Think about it this way, you wouldn’t want your accountability partner to scold you for not meeting your goals, would you? You’d get defensive and defeated. But, if they worked with you to set a plan to get on track and work with you to overcome barriers, you’d feel motivated, empowered, and ready to conquer the world… but let’s just start by conquering your goal. World domination can be your Q2 goal.

2. Celebrate Failures

We know this sounds crazy but stay with us here. What are you capable of if you weren’t afraid to fail? Run an Ultramarathon? Conquer the world? We all want our team to develop, but we can’t develop without failure. When we stretch beyond our comfort zone, try an innovative process, or just try something new, we are going to fail. You’ve done it, we’ve sure done it, and so will your team. But, often we are our own worst critic, talking ourselves out of something because we are afraid to fail and we, as humans, naturally want to do the things that are safe and comfortable to avoid those negative feelings of guilt when we have to share our failures with others. But, what if sharing your failures were matched by cheers and applause? You wouldn’t be so worried about failing.

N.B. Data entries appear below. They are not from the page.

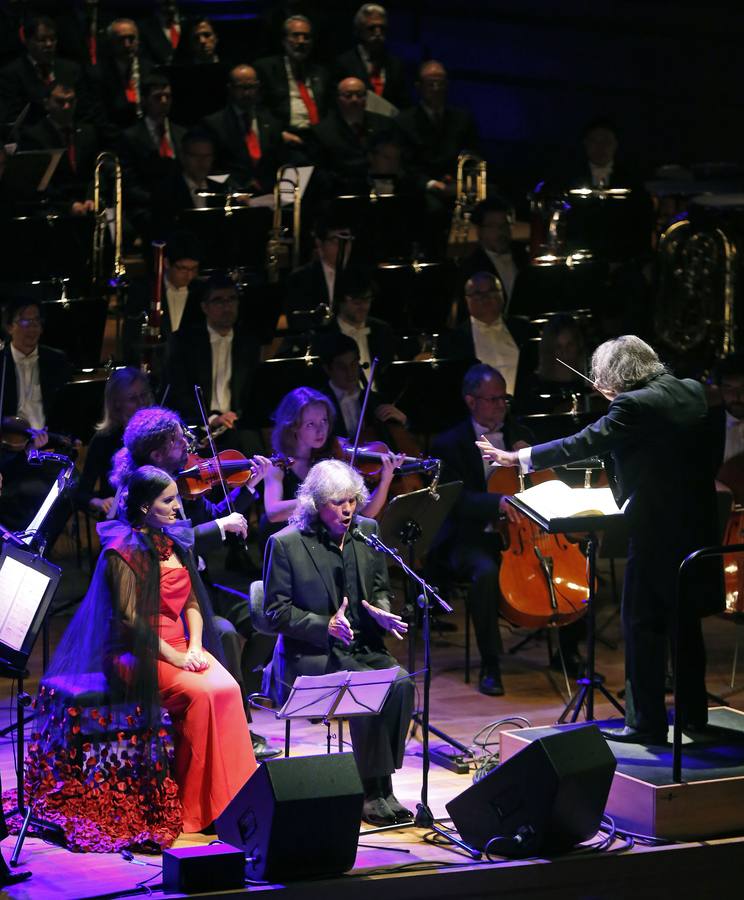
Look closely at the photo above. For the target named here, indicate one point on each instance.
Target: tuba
(695, 304)
(102, 233)
(470, 189)
(283, 246)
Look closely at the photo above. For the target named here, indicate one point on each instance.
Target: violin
(368, 459)
(230, 466)
(17, 435)
(542, 577)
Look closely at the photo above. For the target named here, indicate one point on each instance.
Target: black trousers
(648, 623)
(379, 742)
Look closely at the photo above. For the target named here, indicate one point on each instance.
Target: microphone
(358, 535)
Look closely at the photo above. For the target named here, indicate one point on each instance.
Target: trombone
(283, 246)
(101, 224)
(471, 188)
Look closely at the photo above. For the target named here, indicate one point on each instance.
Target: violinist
(155, 436)
(303, 430)
(656, 433)
(33, 376)
(468, 544)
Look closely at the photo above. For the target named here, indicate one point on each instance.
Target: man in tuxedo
(219, 355)
(28, 78)
(496, 251)
(313, 286)
(485, 335)
(339, 144)
(294, 88)
(161, 32)
(339, 356)
(247, 137)
(468, 545)
(370, 61)
(150, 149)
(70, 187)
(33, 376)
(656, 435)
(328, 597)
(120, 73)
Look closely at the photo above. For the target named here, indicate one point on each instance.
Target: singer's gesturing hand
(339, 626)
(494, 455)
(389, 621)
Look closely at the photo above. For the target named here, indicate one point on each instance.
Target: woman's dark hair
(146, 484)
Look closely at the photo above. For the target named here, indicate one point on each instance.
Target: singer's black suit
(656, 439)
(305, 583)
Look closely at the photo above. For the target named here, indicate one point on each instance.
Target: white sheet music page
(556, 500)
(21, 592)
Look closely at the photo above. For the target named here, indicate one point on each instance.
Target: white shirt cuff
(525, 460)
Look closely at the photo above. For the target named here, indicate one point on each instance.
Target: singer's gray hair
(622, 363)
(327, 481)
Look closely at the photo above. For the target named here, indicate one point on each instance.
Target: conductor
(655, 443)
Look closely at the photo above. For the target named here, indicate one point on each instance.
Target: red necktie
(252, 145)
(165, 150)
(310, 104)
(376, 79)
(71, 153)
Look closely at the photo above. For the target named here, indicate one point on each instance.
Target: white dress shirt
(351, 408)
(495, 346)
(734, 437)
(506, 270)
(221, 347)
(176, 299)
(28, 380)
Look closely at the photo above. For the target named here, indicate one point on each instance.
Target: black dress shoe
(261, 749)
(376, 811)
(401, 813)
(490, 683)
(628, 735)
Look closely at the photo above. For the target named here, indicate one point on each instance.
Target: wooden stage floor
(404, 864)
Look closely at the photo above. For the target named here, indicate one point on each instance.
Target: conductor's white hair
(365, 11)
(621, 363)
(328, 480)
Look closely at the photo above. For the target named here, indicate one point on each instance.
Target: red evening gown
(214, 754)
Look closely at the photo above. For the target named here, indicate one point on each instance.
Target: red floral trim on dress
(105, 782)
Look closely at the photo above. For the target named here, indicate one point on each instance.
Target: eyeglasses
(494, 400)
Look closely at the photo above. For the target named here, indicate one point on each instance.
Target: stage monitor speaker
(549, 796)
(297, 817)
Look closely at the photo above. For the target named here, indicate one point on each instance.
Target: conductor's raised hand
(339, 626)
(387, 620)
(495, 455)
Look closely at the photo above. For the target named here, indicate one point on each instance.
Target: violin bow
(198, 393)
(363, 410)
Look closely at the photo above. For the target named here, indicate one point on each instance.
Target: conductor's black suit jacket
(655, 439)
(301, 596)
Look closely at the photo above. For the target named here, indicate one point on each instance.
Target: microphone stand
(424, 817)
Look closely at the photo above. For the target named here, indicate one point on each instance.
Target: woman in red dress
(142, 640)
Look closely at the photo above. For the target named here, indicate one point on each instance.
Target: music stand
(594, 498)
(336, 695)
(28, 584)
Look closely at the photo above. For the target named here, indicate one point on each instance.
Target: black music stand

Normalizing failures by sharing them with your team not only builds team comradery by coming up with solutions together, but it breeds accountability too. People don’t want to take ownership of goals when they aren’t achieved, but they are quick to own positive results. Why? Because they don’t want to answer for their failures. They don’t want the guilt. When failure arises, approach your team with praise for trying their best and work with them to understand the learnings from their failures. Continue to build on this culture over time and your team will be more willing to take accountability for goals – and may even go above and beyond, knowing that they don’t have to be afraid to fail.

3. Delegate Outcomes, Not Activities

Do you tell your hairdresser how to cut your hair? Do you tell the chef at a restaurant how to prepare your meal? No, you simply tell them the results you want and leave the process of how to do it to them, or as Orna W. Drawas wrote in her book “Perform Like a Rock Star and Still Have Time for Lunch,” “delegate the results, the process is none of your business.” When it comes to assigning quarterly priorities to your team, assign the results you want, not how to get there. By doing this, you are not only freeing up more of your time to work on other things, but you’re also allowing the employee to take ownership of the process and in turn, ownership of the results.

One word of caution with doing this though. You cannot get too laissez-faire in your management style. As we discussed above, give clear and realistic expectations AND provide specific and relevant information necessary to complete the goal. If you want your team to succeed, you must set them up for success!

By now, you should feel ready to tackle that ultramarathon, right? You have all the tools you need to get there! Even if you’re not ready for that, we hope you at least feel ready to make relentless forward progress in your business. How you use these tips and tricks to build accountability for yourself and your team, that’s none of our business. We just expect to see you and your team crushing goals, because the activities you take to master accountability don’t matter, as long as the outcome is success.